Proceedings of BIO2006 2006 Summer Bioengineering Conference June 21-25, Amelia Island Plantation, Amelia Island, Florida, USA

BIO2006-XXXXX
CHANGES IN THE STRUCTURE AND FUNCTION OF ARTERIAL ELASTIC LAMELLAE AS A RESULT OF PULMONARY HYPERTENSION: STUDIES USING SCANNING ELECTRON MICROSCOPY, MASS SPECTROSCOPY, AND X-RAY DIFFRACTION
(1) Steven R Lammers, (2) Hyun Ja Kwon, (2) Davor Balzar, (1,3) Robin Shandas

(1) Mechanical Engineering University of Colorado Boulder, CO (3) Dept. of Pediatric Cardiology University of Colorado Health Sciences Center Denver, CO

(2) Dept. of Physics and Astronomy University of Denver Denver, CO

INTRODUCTION Pulmonary arterial hypertension (PAH) is a hemodynamic state characterized by a severe elevation in the mean pulmonary arterial pressure.
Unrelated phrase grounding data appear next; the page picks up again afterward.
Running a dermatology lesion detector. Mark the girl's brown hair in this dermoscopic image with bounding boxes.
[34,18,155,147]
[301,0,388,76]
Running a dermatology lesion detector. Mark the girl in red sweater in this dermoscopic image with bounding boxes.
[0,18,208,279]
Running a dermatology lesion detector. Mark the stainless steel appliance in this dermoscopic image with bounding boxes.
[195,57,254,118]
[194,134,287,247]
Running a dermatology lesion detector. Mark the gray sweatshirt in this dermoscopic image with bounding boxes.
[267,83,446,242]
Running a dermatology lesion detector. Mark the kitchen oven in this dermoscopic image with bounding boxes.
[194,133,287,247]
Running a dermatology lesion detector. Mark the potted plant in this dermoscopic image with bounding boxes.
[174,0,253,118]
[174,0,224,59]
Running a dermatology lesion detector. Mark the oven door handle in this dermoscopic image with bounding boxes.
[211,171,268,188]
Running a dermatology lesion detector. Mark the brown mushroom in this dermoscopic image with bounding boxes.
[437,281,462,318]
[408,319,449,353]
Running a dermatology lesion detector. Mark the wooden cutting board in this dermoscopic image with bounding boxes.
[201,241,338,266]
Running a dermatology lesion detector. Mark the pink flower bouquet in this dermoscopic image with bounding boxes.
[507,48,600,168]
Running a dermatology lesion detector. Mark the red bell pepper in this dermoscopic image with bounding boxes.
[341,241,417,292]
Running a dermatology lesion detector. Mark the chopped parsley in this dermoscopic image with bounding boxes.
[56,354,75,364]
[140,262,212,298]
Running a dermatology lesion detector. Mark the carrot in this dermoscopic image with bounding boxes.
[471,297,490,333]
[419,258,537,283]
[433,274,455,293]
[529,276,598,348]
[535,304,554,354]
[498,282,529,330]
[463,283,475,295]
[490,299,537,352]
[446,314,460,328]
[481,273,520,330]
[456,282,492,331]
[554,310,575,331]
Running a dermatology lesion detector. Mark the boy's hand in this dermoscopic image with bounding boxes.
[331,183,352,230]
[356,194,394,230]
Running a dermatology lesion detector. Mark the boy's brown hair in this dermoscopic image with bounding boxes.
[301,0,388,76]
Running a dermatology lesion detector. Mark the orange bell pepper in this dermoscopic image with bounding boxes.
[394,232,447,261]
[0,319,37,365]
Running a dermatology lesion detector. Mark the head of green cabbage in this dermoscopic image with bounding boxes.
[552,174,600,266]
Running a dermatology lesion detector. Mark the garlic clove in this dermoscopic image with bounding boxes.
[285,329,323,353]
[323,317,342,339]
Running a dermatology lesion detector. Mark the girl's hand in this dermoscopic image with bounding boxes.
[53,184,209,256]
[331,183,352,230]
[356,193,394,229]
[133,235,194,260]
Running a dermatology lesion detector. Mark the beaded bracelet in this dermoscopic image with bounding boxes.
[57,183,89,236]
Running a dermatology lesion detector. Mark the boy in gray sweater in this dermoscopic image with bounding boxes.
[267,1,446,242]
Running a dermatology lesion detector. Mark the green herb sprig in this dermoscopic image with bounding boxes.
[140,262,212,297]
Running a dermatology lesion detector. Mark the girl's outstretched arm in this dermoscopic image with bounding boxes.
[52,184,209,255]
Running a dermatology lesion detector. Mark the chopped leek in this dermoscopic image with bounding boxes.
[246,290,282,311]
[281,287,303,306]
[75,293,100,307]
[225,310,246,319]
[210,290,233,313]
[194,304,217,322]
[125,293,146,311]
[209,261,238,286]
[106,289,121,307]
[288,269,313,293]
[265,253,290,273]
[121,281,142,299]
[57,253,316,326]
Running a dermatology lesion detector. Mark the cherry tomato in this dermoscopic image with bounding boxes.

Both idiopathic (primary) and congenital (secondary) forms of the disease impose increased hydraulic load on the right ventricle of the heart, resulting in cardiac remodeling and if left untreated, complete failure. Right ventricular afterload in PAH arises from both distal vascular flow resistance and upstream arterial stiffening, the combination of which increases pulmonary vascular input impedance [1,2]. Much of the research on this disease has focused on downstream vascular tone, the corresponding pulmonary vascular resistance (PVR), and pharmaceutical methods of reducing PVR clinically. Less effort has been expended on elucidating the impact of compliance of the pulmonary arteries on right ventricle afterload. Specifically, the issue of whether the upstream pulmonary arteries have stiffened due to acute effects, such as changes in vascular tone caused by increased pressure, or due to chronic remodeling, i.e., changes in vascular structure, has not been completely addressed. A prior finite element study using a novel microstructure constitutive model of the pulmonary arteries provoked the hypothesis that structural protein cross-linking (specifically for elastin) may be a key method by which the pulmonary artery stiffens in PAH [3]. However, this has not been explicitly verified. Here, we explore the question of how the structure of the elastin lamellae changes with onset of PAH using scanning electron microscopy (SEM) and x-ray diffraction (XRD). Further, a desmosine-based mass spectroscopy method was used to quantify the percent cross-linking of elastin. MATERIALS AND METHODS Animal PAH was induced in ET-B receptor deficient Long-Evans rats using hypoxia. Both control (non PAH) and experimental (PAH)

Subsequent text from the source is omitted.